There might have been an issue with the evidence gathering, though. It would be interesting to observe this issue with debug logging on - you'd need to skip this step

kubectl apply -f https://github.com/edgelesssys/contrast/releases/latest/download/coordinator.yml

and instead

  1. Download the coordinator.yml file into the deployments folder.
  2. Add environment variables CONTRAST_LOG_LEVEL=debug and CONTRAST_LOG_SUBSYSTEMS=*) to the coordinator container.
  3. contrast generate deployment/
  4. kubectl apply -f deployment/coordinator.yml
  5. Contine with contrast set ....

Cheers, Markus

burgerdev commented 4 weeks ago

Sorry, I forgot to mention one detail: if you modify the coordinator resource like I suggested, its runtime policy is going to change, and the CLI will write something like this:

✔️ Generated workload policy annotations
✔️ Updated manifest manifest.json
time=2024-06-05T08:54:55.679+02:00 level=WARN msg="Found unexpected coordinator policy" name=coordinator hash=d3b11ada658908741a6afd0b2f05145749766d7802f4d782531f6f5c62a555a1

The unexpected hash needs to be passed to contrast set and contrast verify, otherwise they will reject the coordinator.

contrast set --coordinator-policy-hash=d3b11ada658908741a6afd0b2f05145749766d7802f4d782531f6f5c62a555a1 deployment/
blenessy commented 3 weeks ago

Thanks for the clear comments/instructions @burgerdev it allowed me to reproduce the problem cleanly and come up with the fix too (#544).

tl;dr: After deploying the coordinator and we know the IP, it can take ~70s until the coordinator is reachable.

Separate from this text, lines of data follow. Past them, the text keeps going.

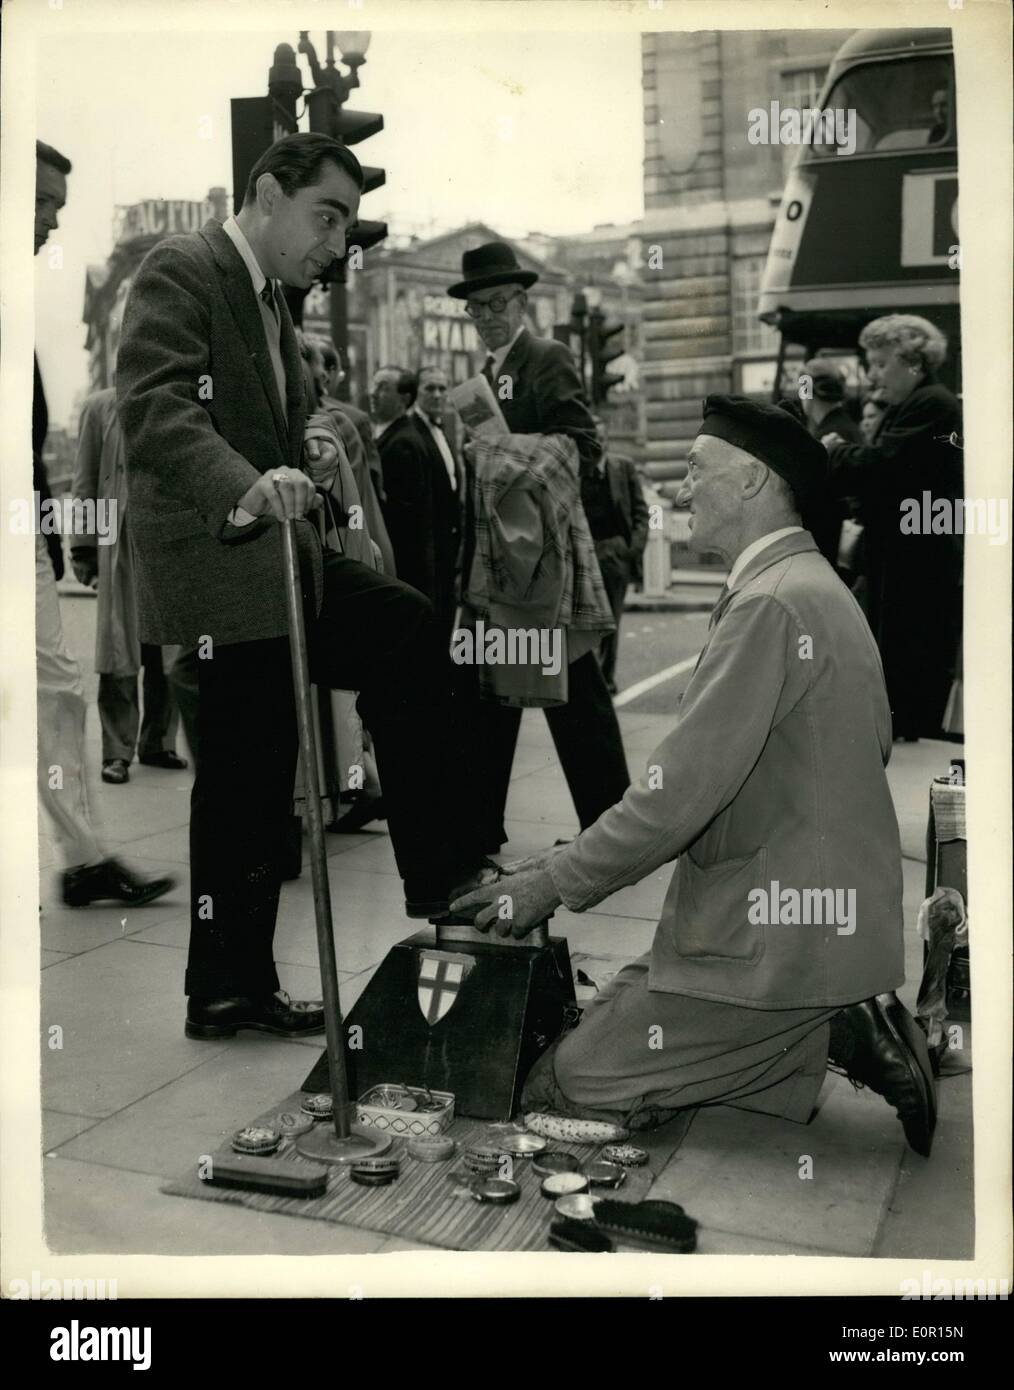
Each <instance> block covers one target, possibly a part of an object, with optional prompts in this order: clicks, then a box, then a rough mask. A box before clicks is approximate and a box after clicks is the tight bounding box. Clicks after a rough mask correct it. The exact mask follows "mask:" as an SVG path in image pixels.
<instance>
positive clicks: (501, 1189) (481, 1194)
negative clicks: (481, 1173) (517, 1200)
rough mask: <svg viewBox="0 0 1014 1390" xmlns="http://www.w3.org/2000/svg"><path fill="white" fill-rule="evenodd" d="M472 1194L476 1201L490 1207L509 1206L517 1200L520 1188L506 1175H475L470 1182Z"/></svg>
mask: <svg viewBox="0 0 1014 1390" xmlns="http://www.w3.org/2000/svg"><path fill="white" fill-rule="evenodd" d="M472 1195H473V1197H474V1198H476V1201H477V1202H484V1204H488V1205H491V1207H509V1205H510V1202H516V1201H517V1198H519V1197H520V1195H522V1190H520V1187H519V1186H517V1183H513V1181H510V1179H508V1177H477V1179H474V1181H473V1183H472Z"/></svg>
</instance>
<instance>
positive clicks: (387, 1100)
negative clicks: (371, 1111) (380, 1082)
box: [359, 1086, 419, 1112]
mask: <svg viewBox="0 0 1014 1390" xmlns="http://www.w3.org/2000/svg"><path fill="white" fill-rule="evenodd" d="M359 1104H360V1105H380V1106H383V1108H384V1109H385V1111H405V1112H410V1111H415V1109H419V1102H417V1101H416V1098H415V1095H413V1094H412V1091H409V1088H408V1087H406V1086H374V1087H373V1090H370V1091H367V1093H366V1095H363V1097H362V1098H360V1102H359Z"/></svg>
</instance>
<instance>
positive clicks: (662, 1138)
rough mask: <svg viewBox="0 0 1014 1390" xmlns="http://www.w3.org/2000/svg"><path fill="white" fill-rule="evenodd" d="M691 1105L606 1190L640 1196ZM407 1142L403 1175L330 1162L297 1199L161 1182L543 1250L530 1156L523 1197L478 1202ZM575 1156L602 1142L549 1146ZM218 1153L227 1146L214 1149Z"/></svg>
mask: <svg viewBox="0 0 1014 1390" xmlns="http://www.w3.org/2000/svg"><path fill="white" fill-rule="evenodd" d="M302 1099H303V1094H302V1091H295V1093H293V1094H292V1095H288V1097H285V1099H284V1101H280V1102H278V1104H277V1105H273V1106H271V1109H268V1111H264V1112H263V1115H259V1116H257V1118H256V1119H255V1120H252V1123H253V1125H263V1123H267V1122H268V1120H270V1119H271V1116H274V1115H278V1113H280V1112H282V1111H298V1109H299V1105H300V1101H302ZM694 1113H695V1112H694V1111H684V1112H682V1113H680V1115H677V1116H676V1118H675V1119H672V1120H669V1122H668V1123H666V1125H663V1126H662V1127H661V1129H658V1130H654V1131H651V1133H647V1134H636V1136H633V1141H634V1143H636V1144H637V1145H638V1147H640V1148H644V1150H647V1151H648V1155H650V1158H648V1163H647V1165H645V1166H644V1168H631V1169H629V1170H627V1179H626V1181H625V1183H623V1186H622V1187H620V1188H619V1190H618V1191H616V1193H608V1194H605V1193H604V1195H609V1197H616V1198H623V1200H627V1201H641V1200H643V1198H644V1197H647V1195H648V1190H650V1187H651V1184H652V1183H654V1181H655V1179H657V1177H658V1175H659V1173H661V1172H662V1169H663V1168H665V1165H666V1163H668V1162H669V1159H670V1158H672V1155H673V1154H675V1152H676V1150H677V1148H679V1147H680V1144H682V1143H683V1140H684V1137H686V1134H687V1131H689V1129H690V1125H691V1122H693V1116H694ZM510 1127H512V1126H506V1125H504V1126H497V1125H492V1123H490V1122H488V1120H470V1119H463V1118H462V1119H456V1120H453V1123H452V1125H451V1129H449V1130H448V1133H449V1134H451V1136H452V1137H453V1138H455V1140H458V1145H459V1150H460V1148H462V1147H465V1145H467V1144H469V1143H472V1141H473V1140H477V1138H480V1137H492V1136H495V1134H497V1131H498V1130H499V1131H501V1133H502V1131H504V1130H506V1129H510ZM405 1144H406V1141H405V1140H401V1138H396V1140H395V1141H394V1148H392V1150H391V1151H389V1152H391V1154H398V1156H399V1158H401V1159H402V1170H401V1176H399V1177H398V1179H396V1180H395V1181H394V1183H391V1186H388V1187H359V1186H357V1184H356V1183H353V1181H352V1179H351V1177H349V1175H348V1170H346V1169H345V1166H344V1165H334V1166H331V1169H330V1173H328V1183H327V1193H325V1194H324V1195H323V1197H314V1198H310V1200H303V1198H298V1197H268V1195H267V1194H264V1193H242V1191H236V1190H234V1188H228V1187H209V1184H207V1183H202V1181H200V1179H199V1177H198V1176H196V1173H189V1175H185V1176H184V1177H179V1179H177V1180H174V1181H171V1183H167V1184H166V1186H164V1187H163V1188H161V1191H163V1193H166V1194H168V1195H171V1197H196V1198H200V1200H203V1201H213V1202H231V1204H232V1205H238V1207H250V1208H253V1209H255V1211H260V1212H281V1213H282V1215H287V1216H303V1218H307V1219H310V1220H327V1222H334V1223H335V1225H342V1226H359V1227H362V1229H364V1230H377V1232H384V1233H385V1234H389V1236H401V1237H402V1238H405V1240H416V1241H423V1243H426V1244H430V1245H440V1247H442V1248H445V1250H509V1251H519V1250H522V1251H523V1250H545V1248H547V1237H548V1232H549V1223H551V1222H552V1220H554V1219H555V1216H556V1212H555V1208H554V1204H552V1202H551V1201H549V1200H547V1198H545V1197H542V1194H541V1191H540V1183H541V1179H540V1176H538V1173H533V1172H531V1161H530V1159H516V1161H515V1165H513V1177H515V1180H516V1181H517V1184H519V1187H520V1188H522V1195H520V1198H519V1201H516V1202H515V1204H513V1205H510V1207H483V1205H480V1204H478V1202H477V1201H474V1198H473V1197H472V1195H469V1194H467V1190H466V1188H467V1183H469V1181H470V1177H472V1175H470V1173H467V1172H466V1169H465V1166H463V1165H462V1162H460V1159H459V1158H452V1159H448V1161H446V1162H445V1163H423V1162H419V1159H415V1158H410V1156H409V1154H408V1152H406V1151H405ZM552 1147H554V1148H562V1150H566V1151H569V1152H572V1154H574V1155H576V1156H577V1158H579V1159H581V1162H590V1161H591V1159H594V1158H598V1156H599V1155H601V1151H602V1145H601V1144H598V1145H593V1144H554V1145H552ZM220 1152H221V1154H223V1156H225V1155H227V1152H228V1151H225V1150H223V1151H220ZM278 1156H280V1158H284V1159H291V1161H293V1162H296V1163H306V1162H309V1159H305V1158H302V1155H299V1154H298V1152H296V1148H295V1144H293V1143H292V1141H291V1140H285V1141H284V1143H282V1147H281V1148H280V1150H278Z"/></svg>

To build intuition - here are the progress dots (each dot is .5 seconds) from 15 tests (with #544):

................................................................
..........................................
..................................................................
................................................................
................................................................
................................................................
................
..........................................................................................................................................
....................................................................
................................................................
................................................................
......
......................................................................................................
....................
..................................................................................

The median is around 30 seconds, but the deviation is big.

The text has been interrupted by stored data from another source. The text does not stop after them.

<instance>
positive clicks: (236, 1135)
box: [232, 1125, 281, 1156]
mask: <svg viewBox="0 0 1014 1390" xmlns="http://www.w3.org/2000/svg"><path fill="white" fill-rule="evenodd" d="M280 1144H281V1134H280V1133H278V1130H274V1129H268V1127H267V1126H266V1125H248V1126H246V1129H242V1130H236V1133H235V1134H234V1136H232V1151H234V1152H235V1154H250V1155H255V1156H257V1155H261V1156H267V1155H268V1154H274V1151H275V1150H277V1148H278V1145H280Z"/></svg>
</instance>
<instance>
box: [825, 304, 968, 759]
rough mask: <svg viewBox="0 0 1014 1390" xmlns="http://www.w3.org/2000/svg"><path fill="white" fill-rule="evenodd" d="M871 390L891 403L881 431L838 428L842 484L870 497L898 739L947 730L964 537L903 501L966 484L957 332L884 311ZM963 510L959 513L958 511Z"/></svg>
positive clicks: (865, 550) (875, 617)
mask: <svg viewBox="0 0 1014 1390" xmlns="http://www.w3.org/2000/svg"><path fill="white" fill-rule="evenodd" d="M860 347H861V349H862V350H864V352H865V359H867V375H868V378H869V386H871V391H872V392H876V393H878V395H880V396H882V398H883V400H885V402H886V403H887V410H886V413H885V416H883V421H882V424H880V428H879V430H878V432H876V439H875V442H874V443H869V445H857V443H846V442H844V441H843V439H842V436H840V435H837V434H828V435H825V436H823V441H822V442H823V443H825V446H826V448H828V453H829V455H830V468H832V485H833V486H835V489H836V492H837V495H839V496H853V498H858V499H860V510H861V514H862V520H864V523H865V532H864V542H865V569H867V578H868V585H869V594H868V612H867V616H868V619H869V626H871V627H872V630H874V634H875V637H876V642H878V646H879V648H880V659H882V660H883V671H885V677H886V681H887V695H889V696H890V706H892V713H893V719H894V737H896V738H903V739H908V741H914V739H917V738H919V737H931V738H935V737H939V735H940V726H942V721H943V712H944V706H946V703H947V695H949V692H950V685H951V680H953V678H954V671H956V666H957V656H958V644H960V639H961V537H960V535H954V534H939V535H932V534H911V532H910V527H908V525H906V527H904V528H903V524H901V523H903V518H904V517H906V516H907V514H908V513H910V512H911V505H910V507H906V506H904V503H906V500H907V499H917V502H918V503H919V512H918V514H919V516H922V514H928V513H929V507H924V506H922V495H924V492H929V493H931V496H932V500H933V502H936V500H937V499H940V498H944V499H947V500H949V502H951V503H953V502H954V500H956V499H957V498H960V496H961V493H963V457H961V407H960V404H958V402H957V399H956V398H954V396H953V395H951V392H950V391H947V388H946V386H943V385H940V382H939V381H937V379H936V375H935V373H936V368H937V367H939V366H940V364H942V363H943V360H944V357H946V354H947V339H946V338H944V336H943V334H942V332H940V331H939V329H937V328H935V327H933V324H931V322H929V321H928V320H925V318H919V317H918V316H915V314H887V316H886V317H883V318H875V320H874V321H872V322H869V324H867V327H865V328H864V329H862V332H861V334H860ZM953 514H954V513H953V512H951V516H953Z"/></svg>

blenessy commented 2 weeks ago

FWIW. The 180s delay in #544 was needed today when I tested deployment to CentralIndia:

contrast set -c "${coordinator}:1313" deployment/
  Waiting for coordinator .....................................................................................................................................................................................................................................
✔️ Connected to coordinator
✔️ Manifest set successfully

(229 dots == 114.5 seconds)